Em Ilhéus, a política nunca dorme.
Bastam alguns minutos em uma cafeteria, uma roda de conversa ou nos corredores do poder para perceber que a cidade vive permanentemente mergulhada em especulações, análises e interpretações dos movimentos políticos que moldam seu destino.
E nos últimos meses, um tema tem dominado os bastidores: a relação entre o prefeito Valderico Junior e a Câmara de Vereadores.
Naturalmente, toda gestão recém-eleita atravessa um período de adaptação. O entusiasmo da campanha dá lugar à dura realidade administrativa. As promessas encontram as limitações orçamentárias. Os aliados descobrem que governar é muito mais difícil do que vencer uma eleição.

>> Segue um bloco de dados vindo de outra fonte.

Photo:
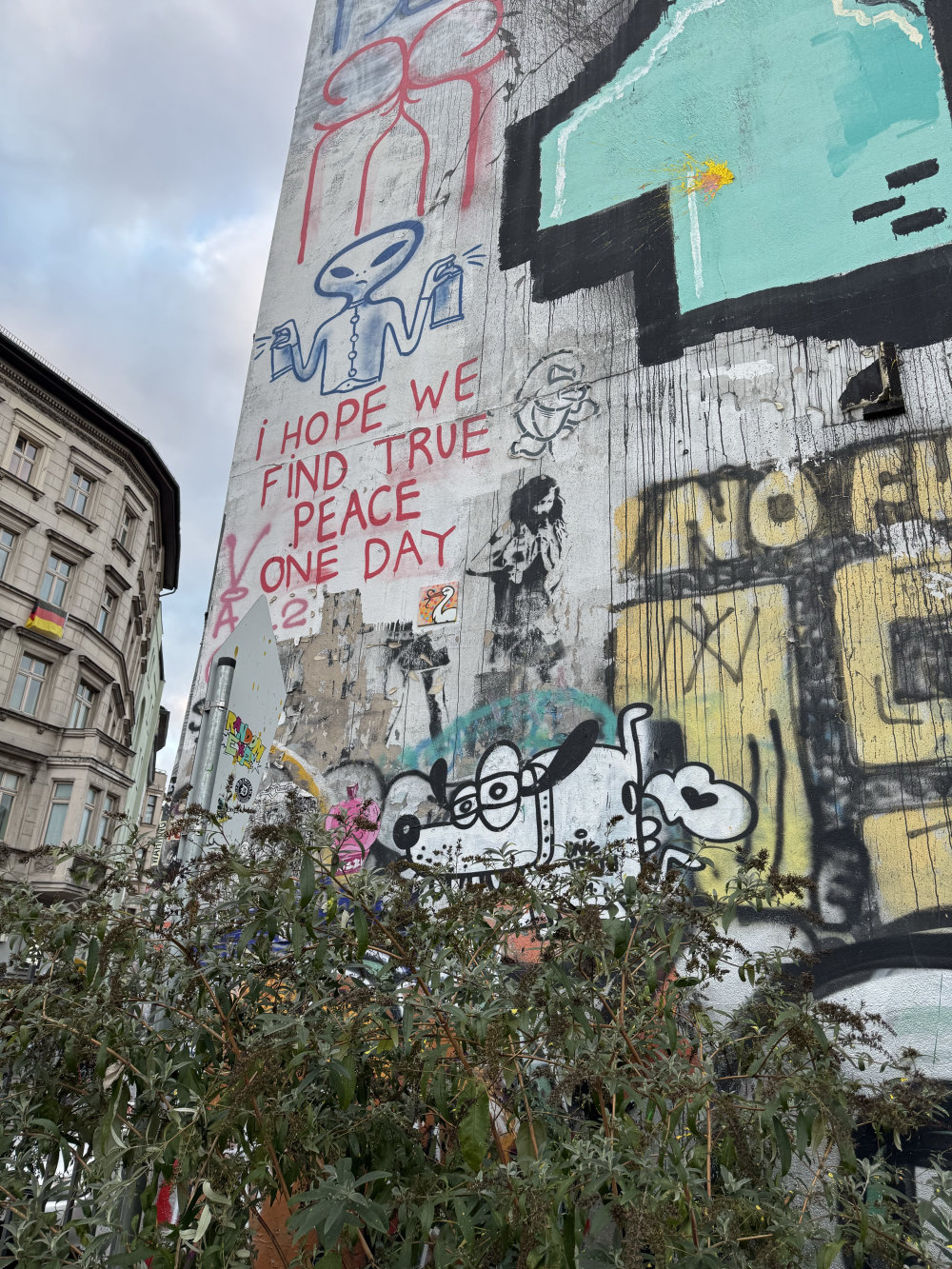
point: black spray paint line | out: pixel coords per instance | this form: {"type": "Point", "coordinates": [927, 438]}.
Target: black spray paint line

Mas existe um componente adicional que torna o momento atual particularmente interessante.
Valderico Junior não carrega apenas um sobrenome conhecido.
Carrega uma herança política.
E heranças políticas possuem peso.
Seu pai, Valderico Reis, foi eleito prefeito de Ilhéus em 2004 sob forte expectativa popular. Entretanto, sua gestão acabou marcada por uma grave crise institucional que culminou na cassação de seu mandato pela Câmara Municipal em 2007.
A história é conhecida pelos ilheenses.
O confronto entre Executivo e Legislativo se transformou em uma guerra política aberta, cujas consequências mudaram os rumos da administração municipal.
Quase vinte anos depois, o destino parece colocar outro Valderico diante de um desafio semelhante.
Não se trata de afirmar que a história irá se repetir.
Mas é impossível ignorar os paralelos.
Assim como ocorreu no passado, o atual prefeito enfrenta o desafio de construir governabilidade em um ambiente político fragmentado, onde interesses diversos convivem sob uma mesma estrutura de poder.
A diferença é que o cenário atual talvez seja ainda mais complexo.
Além das dificuldades financeiras enfrentadas pelo município, Valderico Junior governa em um estado onde as principais estruturas de poder permanecem alinhadas a grupos políticos adversários ao seu campo.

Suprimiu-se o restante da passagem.